Unfortunately, an inefficient sales force will always come back to bite you in the butt. We typically think of 60 percent as the benchmark for a healthy performing sales organization. Anything less and you don’t have a repeatable model.
Your Sales And Marketing Payback Is Less Than One Year
This topic has been written about ad nauseam and was initially conceived by our good friends over at Bessemer. The key here is a simple notion that you shouldn’t spend more to acquire a customer than they are worth in their first year. Effectively, you are trying to measure product market fit.
Too often, we see companies acquiring logos for marketing purposes with the hopes of turning those flashy logos into profitable customers. That almost never happens.
Logo Retention Is Greater Than 85 Percent
We will get to net customer retention in a second, but without maintaining at least 85 percent logo retention, you run the risk of a leaky bucket; effectively every dollar you pour into the top of the bucket comes out the other end. And as you scale, and the size of that bucket increases, the leak grows even more problematic.
When the market turns, and it will, companies without negative churn will be turned into the proverbial emperor with no clothes.
Think about the difference between churning a few hundred thousand dollars per quarter versus a few million.

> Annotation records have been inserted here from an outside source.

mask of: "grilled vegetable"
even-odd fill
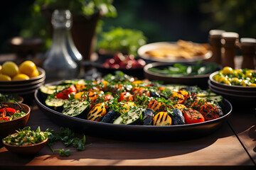
[[[63,105],[63,113],[73,117],[84,118],[85,110],[90,107],[90,103],[87,101],[80,102],[78,100],[68,101]]]
[[[103,117],[102,122],[112,123],[114,121],[114,120],[117,119],[119,116],[120,116],[120,113],[119,112],[116,112],[112,110],[109,111]]]
[[[151,100],[147,106],[148,108],[152,109],[155,112],[161,112],[163,111],[165,108],[166,105],[163,102],[157,102],[156,100]]]
[[[121,114],[129,111],[131,109],[131,108],[137,106],[134,102],[127,101],[122,106],[122,109],[120,110]]]
[[[62,98],[62,99],[68,99],[68,95],[72,94],[75,94],[77,92],[77,90],[75,89],[75,86],[74,85],[71,85],[70,86],[65,89],[64,90],[63,90],[62,91],[58,93],[55,96],[58,98]]]
[[[142,117],[142,108],[132,107],[129,111],[118,117],[113,124],[137,124]]]
[[[118,101],[133,101],[133,97],[132,95],[127,91],[124,91],[122,93],[121,93],[120,94],[120,97],[118,99]]]
[[[99,122],[106,115],[106,112],[104,103],[97,103],[90,110],[87,115],[87,120]]]
[[[48,96],[46,100],[46,105],[50,107],[60,107],[63,106],[67,99],[58,98]]]
[[[188,93],[187,91],[179,90],[178,92],[173,91],[169,99],[172,100],[175,103],[182,104],[188,96]]]
[[[154,118],[154,110],[150,108],[146,108],[144,112],[143,125],[152,125]]]
[[[153,125],[171,125],[171,118],[166,112],[159,112],[153,119]]]
[[[204,122],[205,119],[203,115],[193,108],[183,109],[182,113],[184,115],[185,120],[187,124],[193,124]]]
[[[182,114],[181,110],[174,108],[173,110],[173,116],[171,116],[172,122],[174,125],[184,125],[185,118]]]
[[[63,90],[65,86],[42,86],[40,88],[41,92],[44,94],[53,94],[57,91]]]
[[[183,104],[176,104],[176,105],[174,106],[174,107],[175,108],[178,108],[178,109],[179,109],[179,110],[186,108],[186,107],[184,105],[183,105]]]
[[[134,100],[137,101],[137,96],[142,96],[142,95],[146,96],[150,96],[150,93],[144,87],[135,86],[132,88],[131,93],[134,95]]]

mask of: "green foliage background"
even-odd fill
[[[7,42],[14,36],[41,37],[50,43],[46,19],[32,12],[33,2],[14,0],[1,6],[1,53],[10,52]],[[207,42],[210,29],[223,29],[256,38],[255,0],[114,0],[113,5],[117,16],[102,18],[98,35],[122,27],[142,31],[147,42]]]

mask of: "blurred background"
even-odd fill
[[[1,6],[0,53],[11,52],[8,40],[15,36],[41,38],[45,43],[43,50],[50,47],[46,17],[36,13],[34,2],[12,0]],[[255,0],[116,0],[112,5],[116,16],[101,18],[98,40],[101,33],[117,27],[142,31],[146,43],[178,40],[208,42],[211,29],[256,38]]]

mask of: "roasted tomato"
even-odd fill
[[[134,87],[131,93],[134,95],[134,101],[137,101],[137,96],[142,96],[142,95],[150,96],[150,93],[144,87]]]
[[[87,120],[99,122],[100,118],[106,115],[107,110],[104,103],[96,104],[87,115]]]
[[[166,108],[166,104],[163,102],[157,102],[156,100],[151,100],[147,106],[148,108],[152,109],[155,112],[161,112]]]
[[[120,110],[121,113],[124,113],[130,110],[131,107],[137,106],[137,105],[132,101],[127,101],[122,106],[122,110]]]
[[[112,94],[116,94],[120,90],[123,90],[124,86],[122,84],[114,84],[111,86],[107,86],[106,88],[106,91],[110,91]]]
[[[183,104],[176,104],[174,106],[175,108],[178,108],[179,110],[181,110],[183,108],[186,108],[186,107]]]
[[[0,114],[5,112],[6,113],[9,113],[10,115],[14,114],[16,110],[12,108],[3,108],[0,109]]]
[[[80,100],[81,98],[85,98],[85,91],[80,91],[80,92],[75,94],[74,98],[75,99]]]
[[[75,84],[75,89],[78,91],[80,91],[85,88],[85,86],[82,84]]]
[[[75,94],[77,93],[77,90],[75,89],[75,85],[72,84],[70,86],[68,87],[67,89],[65,89],[60,93],[57,94],[55,96],[58,98],[62,98],[62,99],[68,99],[69,94]]]
[[[218,118],[220,114],[222,114],[222,113],[220,113],[220,110],[217,108],[216,106],[208,103],[202,105],[198,110],[202,113],[206,120]]]
[[[159,112],[153,118],[153,125],[171,125],[171,118],[166,112]]]
[[[122,101],[123,100],[127,101],[133,101],[132,95],[130,93],[127,92],[127,91],[121,93],[120,97],[118,99],[118,101]]]
[[[178,92],[174,91],[169,98],[174,101],[174,103],[182,104],[184,103],[186,98],[188,96],[188,91],[179,90]]]
[[[112,94],[106,94],[104,96],[104,101],[107,101],[110,100],[111,98],[113,98],[113,96],[112,96]]]
[[[197,123],[204,122],[205,119],[203,115],[198,110],[193,108],[182,109],[182,113],[184,115],[185,120],[187,124],[193,124]]]

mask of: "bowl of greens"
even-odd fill
[[[31,108],[23,103],[0,102],[0,139],[23,128]]]
[[[211,73],[220,70],[221,66],[211,62],[196,63],[162,63],[154,62],[144,68],[144,76],[150,81],[156,80],[166,84],[197,85],[201,88],[208,86]]]
[[[34,154],[47,143],[48,131],[42,132],[38,127],[36,131],[30,127],[18,130],[2,140],[4,147],[10,152],[19,154]]]
[[[4,94],[0,93],[0,102],[16,102],[21,103],[24,98],[15,94]]]

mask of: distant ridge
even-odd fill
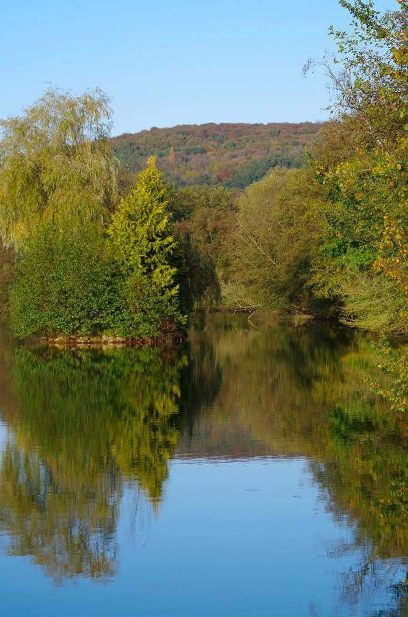
[[[243,189],[271,167],[300,167],[305,147],[318,138],[320,123],[268,124],[208,123],[153,127],[112,138],[120,164],[131,171],[157,157],[166,180],[176,186],[224,185]]]

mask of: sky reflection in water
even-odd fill
[[[173,351],[3,324],[1,615],[403,614],[403,436],[367,337],[200,321]]]

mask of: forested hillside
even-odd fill
[[[120,164],[140,171],[151,155],[167,180],[176,186],[222,184],[244,189],[277,166],[300,167],[305,147],[318,139],[322,125],[299,124],[182,125],[173,128],[114,137]]]

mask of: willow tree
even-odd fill
[[[20,117],[1,121],[0,234],[18,247],[45,219],[103,220],[116,200],[111,110],[99,89],[50,88]]]
[[[112,216],[108,234],[122,278],[122,308],[114,329],[123,336],[155,337],[178,330],[185,321],[180,312],[177,242],[168,197],[151,157],[134,190]]]

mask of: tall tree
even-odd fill
[[[112,216],[108,234],[122,271],[123,310],[116,331],[124,336],[154,337],[180,328],[177,268],[173,258],[168,191],[151,157],[136,187]]]
[[[398,2],[381,15],[371,1],[340,0],[353,29],[331,31],[341,68],[323,63],[335,119],[312,161],[326,197],[314,282],[340,299],[347,323],[407,333],[408,3]]]
[[[109,99],[47,90],[21,117],[1,121],[0,235],[16,247],[47,217],[103,219],[116,201]]]

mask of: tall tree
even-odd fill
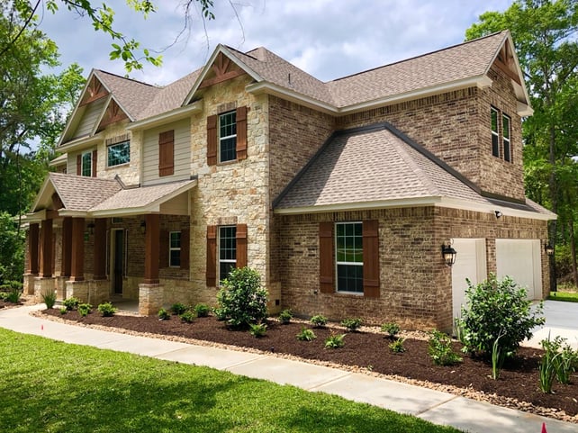
[[[575,176],[569,174],[576,173],[574,157],[578,155],[573,102],[578,94],[578,2],[517,0],[503,13],[483,14],[465,37],[469,40],[507,29],[512,34],[534,108],[534,115],[523,122],[528,194],[559,213],[564,222],[551,222],[550,241],[573,242],[578,203],[573,199]],[[572,233],[569,227],[573,227]],[[575,258],[573,267],[575,270]]]

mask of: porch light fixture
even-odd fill
[[[447,243],[441,244],[441,256],[444,257],[446,265],[450,266],[456,263],[456,256],[457,256],[457,251],[454,249],[451,242],[448,240]]]

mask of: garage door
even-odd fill
[[[496,275],[510,276],[528,289],[528,299],[542,298],[539,239],[496,239]]]
[[[454,317],[459,317],[465,304],[465,279],[474,284],[486,279],[485,239],[456,239],[453,247],[457,256],[452,266],[452,311]]]

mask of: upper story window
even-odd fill
[[[219,162],[237,159],[237,113],[229,112],[219,116]]]
[[[131,140],[111,144],[106,148],[106,166],[114,167],[131,162]]]

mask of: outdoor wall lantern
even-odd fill
[[[447,243],[441,244],[441,255],[444,257],[446,265],[451,266],[456,263],[456,256],[457,256],[457,251],[454,249],[451,242],[448,240]]]

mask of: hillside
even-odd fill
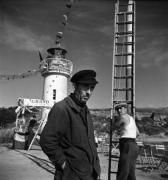
[[[94,127],[109,132],[110,109],[91,109]],[[137,108],[136,123],[142,134],[168,135],[168,108]]]

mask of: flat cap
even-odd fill
[[[117,110],[117,109],[119,109],[119,108],[121,108],[121,107],[127,107],[127,106],[128,106],[127,103],[120,103],[120,104],[117,104],[117,105],[115,106],[115,110]]]
[[[71,78],[72,83],[97,84],[96,72],[94,70],[81,70]]]

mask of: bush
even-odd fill
[[[11,143],[13,136],[14,128],[0,129],[0,143]]]

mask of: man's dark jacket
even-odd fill
[[[52,107],[40,145],[56,169],[61,169],[66,161],[82,179],[93,171],[100,175],[90,113],[86,106],[77,105],[71,96]]]

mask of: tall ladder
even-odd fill
[[[114,173],[112,119],[115,115],[115,106],[127,103],[128,113],[135,117],[135,15],[134,0],[115,1],[108,180],[111,180],[111,174]]]

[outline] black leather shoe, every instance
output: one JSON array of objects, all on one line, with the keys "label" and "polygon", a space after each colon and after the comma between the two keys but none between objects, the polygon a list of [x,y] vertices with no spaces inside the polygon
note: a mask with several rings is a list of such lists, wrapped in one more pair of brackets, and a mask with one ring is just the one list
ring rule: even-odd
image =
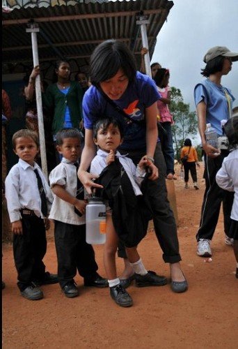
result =
[{"label": "black leather shoe", "polygon": [[38,286],[58,283],[58,275],[56,274],[50,274],[49,272],[46,272],[43,279],[41,279],[40,280],[34,280],[33,283]]},{"label": "black leather shoe", "polygon": [[163,286],[167,283],[167,279],[165,276],[160,276],[154,272],[148,271],[145,275],[136,274],[135,276],[137,287]]},{"label": "black leather shoe", "polygon": [[127,288],[131,284],[133,280],[135,279],[135,274],[134,274],[128,279],[120,279],[120,283],[122,286],[123,288]]},{"label": "black leather shoe", "polygon": [[133,305],[132,298],[120,283],[116,286],[110,287],[110,295],[116,303],[120,306]]},{"label": "black leather shoe", "polygon": [[109,283],[106,279],[104,279],[99,274],[86,276],[84,280],[84,286],[94,286],[99,288],[108,287]]},{"label": "black leather shoe", "polygon": [[26,299],[31,301],[35,301],[37,299],[41,299],[43,298],[43,292],[38,287],[32,284],[31,286],[28,286],[23,291],[21,291],[21,295]]},{"label": "black leather shoe", "polygon": [[68,298],[74,298],[74,297],[77,297],[79,295],[79,290],[77,288],[75,282],[73,280],[72,281],[69,281],[66,283],[66,285],[62,287],[62,291]]}]

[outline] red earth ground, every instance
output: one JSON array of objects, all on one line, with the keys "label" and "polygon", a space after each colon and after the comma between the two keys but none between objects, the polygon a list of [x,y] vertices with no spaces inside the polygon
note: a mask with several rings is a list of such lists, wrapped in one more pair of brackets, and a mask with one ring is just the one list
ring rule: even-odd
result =
[{"label": "red earth ground", "polygon": [[[176,171],[179,175],[179,166]],[[77,276],[79,297],[66,298],[56,284],[42,287],[44,299],[29,301],[21,297],[16,285],[12,246],[3,244],[3,348],[238,348],[238,280],[232,248],[224,243],[222,215],[212,241],[212,261],[205,262],[196,253],[195,235],[205,187],[203,172],[201,164],[199,191],[193,189],[191,179],[189,189],[184,188],[180,178],[175,181],[182,265],[189,283],[187,292],[175,294],[170,284],[143,288],[133,285],[128,291],[134,305],[125,309],[113,303],[108,289],[84,288]],[[169,277],[152,223],[138,249],[148,269]],[[103,246],[95,246],[95,250],[99,272],[105,276]],[[56,272],[52,228],[44,261],[47,270]],[[117,262],[120,273],[123,265],[119,259]]]}]

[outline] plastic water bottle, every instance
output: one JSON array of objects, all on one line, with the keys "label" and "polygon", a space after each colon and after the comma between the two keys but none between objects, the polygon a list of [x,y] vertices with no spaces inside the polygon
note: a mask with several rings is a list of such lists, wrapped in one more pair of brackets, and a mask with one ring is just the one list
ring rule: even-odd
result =
[{"label": "plastic water bottle", "polygon": [[90,198],[86,208],[86,242],[102,244],[106,242],[106,205],[100,198]]},{"label": "plastic water bottle", "polygon": [[216,149],[218,149],[218,138],[216,130],[212,127],[211,124],[207,124],[207,128],[205,131],[206,141],[208,144]]}]

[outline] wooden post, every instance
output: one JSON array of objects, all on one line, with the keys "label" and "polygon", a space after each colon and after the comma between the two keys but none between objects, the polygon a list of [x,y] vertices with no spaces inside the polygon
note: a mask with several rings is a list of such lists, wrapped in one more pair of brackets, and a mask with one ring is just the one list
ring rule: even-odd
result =
[{"label": "wooden post", "polygon": [[177,201],[175,194],[175,187],[173,179],[166,179],[166,188],[168,191],[168,200],[170,205],[170,207],[173,211],[173,214],[176,221],[176,225],[178,227],[178,216],[177,210]]}]

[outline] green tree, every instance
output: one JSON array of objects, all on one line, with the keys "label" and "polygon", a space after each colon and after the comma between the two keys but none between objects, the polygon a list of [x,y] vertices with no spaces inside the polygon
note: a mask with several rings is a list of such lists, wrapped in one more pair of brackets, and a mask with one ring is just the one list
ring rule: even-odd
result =
[{"label": "green tree", "polygon": [[193,138],[198,133],[198,121],[195,112],[190,112],[189,104],[184,103],[181,91],[171,87],[170,110],[173,114],[174,125],[172,126],[173,139],[175,145],[175,157],[180,158],[180,149],[184,140]]}]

Any slight negative change to that 85 percent retention rate coupled with a high burn can have a catastrophic impact on your company.
You Experience Negative Churn
This metric might be the most important over all others. It’s the basic notion of the dogs eating the dog food. If you’re unable to sell more product to your existing customers to offset churn, you’ve got a problem.
Ideally, after the first year, you should have negative churn (net retention = 100 percent) and ideally it should be 120+ percent. This is important because when the market turns, and it will, companies without negative churn will be turned into the proverbial emperor with no clothes.
The Time It Takes To Ramp One Sales Rep Is No Longer Than One Quarter
If you’re unable to ramp a sales rep within one quarter, there’s one of three things going on, all of which could be hugely problematic in the long run:
- You’re not hiring the right reps and your hiring process is broken (many companies implement a systematic testing or scoring system to reduce variability in hiring).
- You’re not training the reps properly and your training process is broken (one way to address this is to hire an outside group to conduct annual training at your sales kickoff).
- You don’t have enough leads to support new sales reps, which could mean you either have a broken marketing model or a broader market issue.
At the end of the day, it doesn’t matter how much money you’ve raised or what animal analogy you use to signify your company’s worth. The goal of every entrepreneur and VC for that matter should be to build sustainable and scalable businesses. The only way to do that is to focus on the metrics that truly matter.
The companies that nail many, if not all, of the above criteria will be the ones that make it to the finish line, and the balance will be wandering through the forest looking for someone to feed them.